This article explains how you can snoop packets going through applications running on your Pivotal Cloud Foundry deployment. It explains how you find out the Linux network interface that is connected to an application of your interest so that you can execute the tcpdump command to snoop packets. Besides tcpdump, you can also execute whatever you can do with the standard Linux commands that operate on the network interface, such as ip, netstat, etc. This should be used when you want to debug or troubleshoot applications at the network traffic level.
Note that this requires administrative access to your PCF deployment.
- Follow the procedure in the article How to login an app's container as root? up to step 2 to identify the process running on the Diego Cell for the application you are interested in. For versions 1.9 and above, follow the article How to get into an App Container Manually with Garden-RunC Backend.
- Copy the string after
/var/vcap/data/garden/depot/. This string identifies the container and is referred to as its handle. In the example in the article, ib2acg2jbnr is the handle.

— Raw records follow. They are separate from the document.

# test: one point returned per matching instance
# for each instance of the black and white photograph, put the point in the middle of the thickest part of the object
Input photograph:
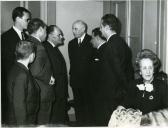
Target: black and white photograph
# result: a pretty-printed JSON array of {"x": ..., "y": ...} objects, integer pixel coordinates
[{"x": 85, "y": 63}]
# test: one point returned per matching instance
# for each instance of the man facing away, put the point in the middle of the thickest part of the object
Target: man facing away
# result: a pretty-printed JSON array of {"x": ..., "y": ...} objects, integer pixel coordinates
[
  {"x": 41, "y": 70},
  {"x": 23, "y": 93},
  {"x": 9, "y": 39},
  {"x": 55, "y": 38},
  {"x": 117, "y": 69},
  {"x": 80, "y": 53}
]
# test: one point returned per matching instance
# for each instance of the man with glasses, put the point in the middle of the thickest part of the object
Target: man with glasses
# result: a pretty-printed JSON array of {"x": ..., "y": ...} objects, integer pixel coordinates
[
  {"x": 55, "y": 38},
  {"x": 9, "y": 39}
]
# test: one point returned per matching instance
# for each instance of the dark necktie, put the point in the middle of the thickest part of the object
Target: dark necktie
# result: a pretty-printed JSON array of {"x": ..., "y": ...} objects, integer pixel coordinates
[{"x": 23, "y": 37}]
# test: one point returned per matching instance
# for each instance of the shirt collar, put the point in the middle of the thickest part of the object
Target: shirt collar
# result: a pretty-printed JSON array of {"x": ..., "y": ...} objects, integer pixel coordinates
[
  {"x": 82, "y": 37},
  {"x": 51, "y": 43},
  {"x": 18, "y": 32},
  {"x": 101, "y": 44},
  {"x": 110, "y": 36},
  {"x": 36, "y": 38}
]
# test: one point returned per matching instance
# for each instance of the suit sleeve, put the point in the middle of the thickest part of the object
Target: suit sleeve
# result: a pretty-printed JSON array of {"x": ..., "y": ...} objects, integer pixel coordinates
[
  {"x": 116, "y": 64},
  {"x": 70, "y": 55},
  {"x": 38, "y": 65},
  {"x": 19, "y": 99}
]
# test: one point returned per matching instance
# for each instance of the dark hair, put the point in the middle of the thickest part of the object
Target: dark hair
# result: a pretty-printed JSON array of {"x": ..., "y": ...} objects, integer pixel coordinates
[
  {"x": 18, "y": 12},
  {"x": 97, "y": 32},
  {"x": 146, "y": 53},
  {"x": 24, "y": 49},
  {"x": 35, "y": 24},
  {"x": 113, "y": 22}
]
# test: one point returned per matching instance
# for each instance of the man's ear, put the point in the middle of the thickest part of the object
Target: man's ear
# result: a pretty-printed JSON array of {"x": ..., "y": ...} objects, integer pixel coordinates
[{"x": 17, "y": 18}]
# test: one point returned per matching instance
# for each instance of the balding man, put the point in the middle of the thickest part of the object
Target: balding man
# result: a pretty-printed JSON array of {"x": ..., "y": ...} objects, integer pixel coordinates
[
  {"x": 80, "y": 53},
  {"x": 55, "y": 38}
]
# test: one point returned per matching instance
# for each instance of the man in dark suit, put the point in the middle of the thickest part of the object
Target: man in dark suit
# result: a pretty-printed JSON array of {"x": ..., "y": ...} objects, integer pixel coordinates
[
  {"x": 54, "y": 40},
  {"x": 9, "y": 39},
  {"x": 99, "y": 43},
  {"x": 117, "y": 69},
  {"x": 23, "y": 94},
  {"x": 80, "y": 53},
  {"x": 41, "y": 70}
]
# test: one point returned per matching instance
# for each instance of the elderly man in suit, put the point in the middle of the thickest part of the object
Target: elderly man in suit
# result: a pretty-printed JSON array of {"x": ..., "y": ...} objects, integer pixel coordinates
[
  {"x": 41, "y": 70},
  {"x": 99, "y": 43},
  {"x": 116, "y": 67},
  {"x": 80, "y": 53},
  {"x": 9, "y": 39},
  {"x": 55, "y": 38},
  {"x": 23, "y": 93}
]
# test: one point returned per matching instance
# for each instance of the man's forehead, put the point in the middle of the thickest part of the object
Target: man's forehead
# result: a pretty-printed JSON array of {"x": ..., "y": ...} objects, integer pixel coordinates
[{"x": 26, "y": 14}]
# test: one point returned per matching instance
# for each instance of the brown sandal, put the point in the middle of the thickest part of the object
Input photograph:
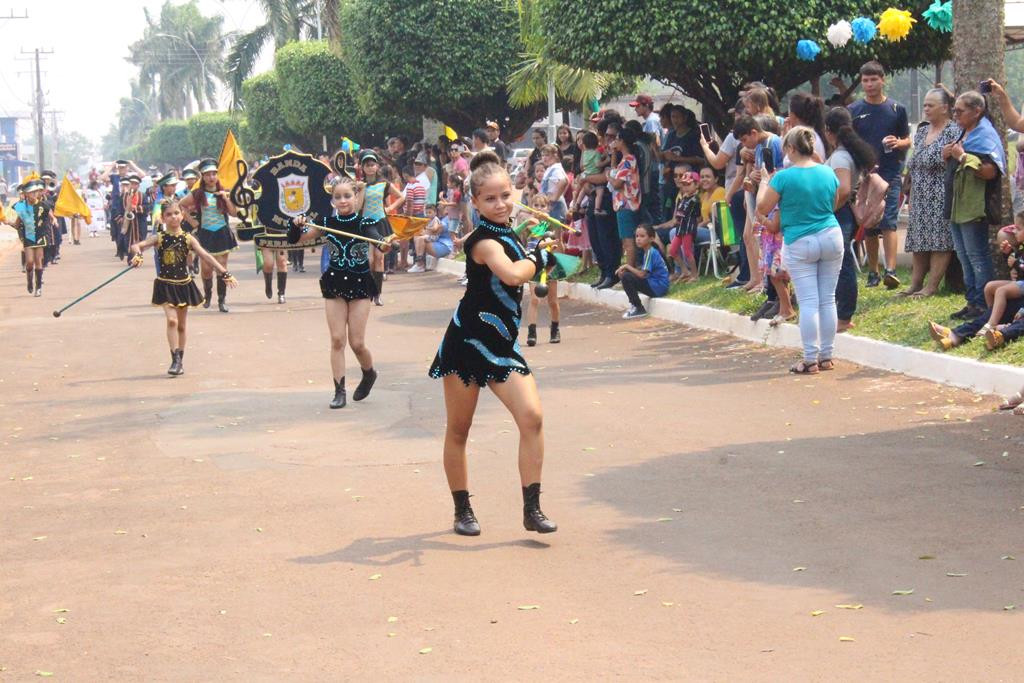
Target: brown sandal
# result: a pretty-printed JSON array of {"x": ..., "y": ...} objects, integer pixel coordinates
[
  {"x": 804, "y": 368},
  {"x": 1012, "y": 402}
]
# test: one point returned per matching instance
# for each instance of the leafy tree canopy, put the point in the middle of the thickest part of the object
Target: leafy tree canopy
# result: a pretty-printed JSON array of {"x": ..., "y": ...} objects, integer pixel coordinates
[
  {"x": 710, "y": 49},
  {"x": 401, "y": 59}
]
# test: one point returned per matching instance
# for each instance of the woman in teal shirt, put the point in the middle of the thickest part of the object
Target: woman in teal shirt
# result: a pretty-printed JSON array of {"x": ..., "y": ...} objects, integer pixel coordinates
[{"x": 805, "y": 194}]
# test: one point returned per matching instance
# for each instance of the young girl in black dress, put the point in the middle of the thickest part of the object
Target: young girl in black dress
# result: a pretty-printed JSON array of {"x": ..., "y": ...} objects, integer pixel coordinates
[
  {"x": 174, "y": 289},
  {"x": 347, "y": 285},
  {"x": 480, "y": 347}
]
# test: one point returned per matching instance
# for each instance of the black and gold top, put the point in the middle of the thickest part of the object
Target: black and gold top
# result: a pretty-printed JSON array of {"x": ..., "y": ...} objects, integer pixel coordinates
[{"x": 172, "y": 255}]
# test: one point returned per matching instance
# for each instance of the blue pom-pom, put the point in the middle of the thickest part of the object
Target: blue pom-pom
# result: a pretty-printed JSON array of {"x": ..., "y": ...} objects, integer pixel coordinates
[
  {"x": 863, "y": 30},
  {"x": 807, "y": 50}
]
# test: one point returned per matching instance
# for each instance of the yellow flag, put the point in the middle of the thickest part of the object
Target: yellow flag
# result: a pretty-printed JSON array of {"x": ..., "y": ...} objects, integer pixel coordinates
[
  {"x": 227, "y": 168},
  {"x": 70, "y": 203}
]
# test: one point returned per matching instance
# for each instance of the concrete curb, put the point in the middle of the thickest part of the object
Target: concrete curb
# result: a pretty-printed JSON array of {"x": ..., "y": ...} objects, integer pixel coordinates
[{"x": 967, "y": 373}]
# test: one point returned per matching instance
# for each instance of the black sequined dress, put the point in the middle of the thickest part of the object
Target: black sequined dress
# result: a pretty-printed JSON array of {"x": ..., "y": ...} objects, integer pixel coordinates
[{"x": 480, "y": 343}]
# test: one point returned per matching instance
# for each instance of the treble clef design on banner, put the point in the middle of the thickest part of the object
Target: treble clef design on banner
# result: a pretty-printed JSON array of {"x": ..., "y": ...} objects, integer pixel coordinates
[{"x": 244, "y": 198}]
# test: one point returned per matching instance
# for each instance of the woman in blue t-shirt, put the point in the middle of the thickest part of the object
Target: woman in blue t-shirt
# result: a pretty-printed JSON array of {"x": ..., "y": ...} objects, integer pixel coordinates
[
  {"x": 650, "y": 279},
  {"x": 805, "y": 194}
]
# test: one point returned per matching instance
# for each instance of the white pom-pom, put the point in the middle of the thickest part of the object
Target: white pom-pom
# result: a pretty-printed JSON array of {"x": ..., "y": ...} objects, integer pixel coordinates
[{"x": 840, "y": 33}]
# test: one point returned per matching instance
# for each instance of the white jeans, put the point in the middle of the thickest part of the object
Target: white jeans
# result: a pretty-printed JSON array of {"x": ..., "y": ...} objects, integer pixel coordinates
[{"x": 814, "y": 262}]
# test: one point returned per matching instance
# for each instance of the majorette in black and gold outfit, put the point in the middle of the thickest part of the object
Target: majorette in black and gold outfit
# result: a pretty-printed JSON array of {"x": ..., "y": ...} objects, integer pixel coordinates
[
  {"x": 481, "y": 342},
  {"x": 347, "y": 275},
  {"x": 174, "y": 286}
]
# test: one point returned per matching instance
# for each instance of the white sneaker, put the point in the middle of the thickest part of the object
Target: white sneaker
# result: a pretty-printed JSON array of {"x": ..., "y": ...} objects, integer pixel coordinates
[{"x": 635, "y": 312}]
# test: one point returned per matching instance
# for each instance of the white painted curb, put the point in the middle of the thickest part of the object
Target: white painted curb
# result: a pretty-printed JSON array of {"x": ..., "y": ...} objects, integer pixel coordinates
[{"x": 966, "y": 373}]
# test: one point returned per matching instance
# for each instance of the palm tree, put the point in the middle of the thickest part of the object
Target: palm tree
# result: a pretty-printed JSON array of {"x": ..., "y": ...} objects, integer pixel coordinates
[
  {"x": 287, "y": 20},
  {"x": 181, "y": 53},
  {"x": 527, "y": 84}
]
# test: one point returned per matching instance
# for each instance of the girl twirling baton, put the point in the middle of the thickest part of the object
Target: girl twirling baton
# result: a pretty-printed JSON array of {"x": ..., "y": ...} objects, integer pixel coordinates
[
  {"x": 347, "y": 285},
  {"x": 173, "y": 289},
  {"x": 32, "y": 220},
  {"x": 480, "y": 348}
]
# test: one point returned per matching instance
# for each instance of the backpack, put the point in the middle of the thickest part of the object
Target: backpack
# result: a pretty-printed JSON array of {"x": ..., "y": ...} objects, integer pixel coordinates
[{"x": 869, "y": 206}]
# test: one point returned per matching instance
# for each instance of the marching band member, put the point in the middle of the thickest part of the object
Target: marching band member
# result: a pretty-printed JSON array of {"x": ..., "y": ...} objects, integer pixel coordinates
[
  {"x": 380, "y": 198},
  {"x": 174, "y": 289},
  {"x": 33, "y": 221},
  {"x": 347, "y": 284},
  {"x": 480, "y": 347},
  {"x": 213, "y": 206}
]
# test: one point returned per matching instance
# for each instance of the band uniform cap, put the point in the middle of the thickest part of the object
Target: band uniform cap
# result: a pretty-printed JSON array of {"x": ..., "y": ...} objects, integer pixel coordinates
[{"x": 168, "y": 179}]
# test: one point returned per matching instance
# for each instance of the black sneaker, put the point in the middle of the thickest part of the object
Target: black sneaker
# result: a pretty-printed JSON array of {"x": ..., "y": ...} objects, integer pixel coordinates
[{"x": 762, "y": 311}]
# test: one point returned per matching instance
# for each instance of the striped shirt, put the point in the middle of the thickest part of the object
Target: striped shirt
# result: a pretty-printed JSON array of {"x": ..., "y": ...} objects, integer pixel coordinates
[{"x": 416, "y": 199}]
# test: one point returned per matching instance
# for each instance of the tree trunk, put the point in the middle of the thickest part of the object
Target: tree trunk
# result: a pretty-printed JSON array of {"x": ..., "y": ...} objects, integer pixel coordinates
[{"x": 978, "y": 54}]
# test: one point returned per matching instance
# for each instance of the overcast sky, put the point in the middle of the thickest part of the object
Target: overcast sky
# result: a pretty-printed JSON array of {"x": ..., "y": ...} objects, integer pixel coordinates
[{"x": 87, "y": 73}]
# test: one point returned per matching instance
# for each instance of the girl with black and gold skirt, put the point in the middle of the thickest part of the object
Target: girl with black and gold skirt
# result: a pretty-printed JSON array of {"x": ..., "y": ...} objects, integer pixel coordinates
[
  {"x": 33, "y": 221},
  {"x": 347, "y": 285},
  {"x": 174, "y": 289},
  {"x": 480, "y": 347}
]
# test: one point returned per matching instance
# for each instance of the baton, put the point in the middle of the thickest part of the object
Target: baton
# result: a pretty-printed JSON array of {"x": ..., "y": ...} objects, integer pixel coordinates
[
  {"x": 57, "y": 312},
  {"x": 538, "y": 212}
]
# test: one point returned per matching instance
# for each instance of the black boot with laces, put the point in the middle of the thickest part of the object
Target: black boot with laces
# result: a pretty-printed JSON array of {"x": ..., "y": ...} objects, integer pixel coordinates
[
  {"x": 532, "y": 518},
  {"x": 465, "y": 520}
]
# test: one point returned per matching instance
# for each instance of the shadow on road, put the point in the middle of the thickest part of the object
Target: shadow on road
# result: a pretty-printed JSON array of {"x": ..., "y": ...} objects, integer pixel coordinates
[
  {"x": 857, "y": 514},
  {"x": 389, "y": 551}
]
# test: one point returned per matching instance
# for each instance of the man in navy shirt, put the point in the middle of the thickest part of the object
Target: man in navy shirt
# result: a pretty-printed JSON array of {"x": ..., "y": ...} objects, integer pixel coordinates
[{"x": 883, "y": 123}]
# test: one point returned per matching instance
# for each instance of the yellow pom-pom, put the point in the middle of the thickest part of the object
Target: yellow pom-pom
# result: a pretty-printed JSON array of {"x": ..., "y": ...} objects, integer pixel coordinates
[{"x": 895, "y": 24}]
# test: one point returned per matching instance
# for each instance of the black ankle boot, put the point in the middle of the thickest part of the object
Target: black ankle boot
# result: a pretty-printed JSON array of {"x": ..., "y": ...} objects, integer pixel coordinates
[
  {"x": 176, "y": 368},
  {"x": 465, "y": 520},
  {"x": 221, "y": 296},
  {"x": 366, "y": 384},
  {"x": 532, "y": 518},
  {"x": 339, "y": 394}
]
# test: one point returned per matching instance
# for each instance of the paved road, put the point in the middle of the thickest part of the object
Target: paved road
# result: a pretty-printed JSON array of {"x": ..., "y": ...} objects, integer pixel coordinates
[{"x": 225, "y": 525}]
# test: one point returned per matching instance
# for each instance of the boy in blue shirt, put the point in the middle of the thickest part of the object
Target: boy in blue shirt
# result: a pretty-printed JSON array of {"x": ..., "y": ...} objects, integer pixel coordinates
[
  {"x": 884, "y": 124},
  {"x": 650, "y": 279}
]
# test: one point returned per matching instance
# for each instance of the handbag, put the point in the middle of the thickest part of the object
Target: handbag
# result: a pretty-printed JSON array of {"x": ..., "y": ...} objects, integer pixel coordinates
[{"x": 869, "y": 206}]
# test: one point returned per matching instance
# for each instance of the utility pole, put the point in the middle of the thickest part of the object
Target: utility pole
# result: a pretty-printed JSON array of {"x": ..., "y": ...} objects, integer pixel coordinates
[{"x": 39, "y": 105}]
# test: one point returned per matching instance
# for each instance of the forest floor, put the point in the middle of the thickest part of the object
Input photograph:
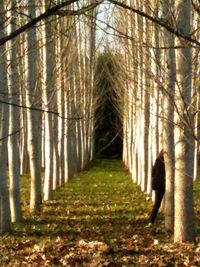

- Find out the network interface attached to the container by ip link |grep <handle>.
- Now, you can use tcpdump -i <interface> to snoop the traffic.
- Besides tcpdump, you can do whatever you can do with standard Linux commands that operate on the network interface, such as ip, netstat, etc.
- You might inadvertently view sensitive information going through the application's traffic that you are snooping on.
- This information is based on the implementation details of the Diego Cell, which may change at any time without formal notice.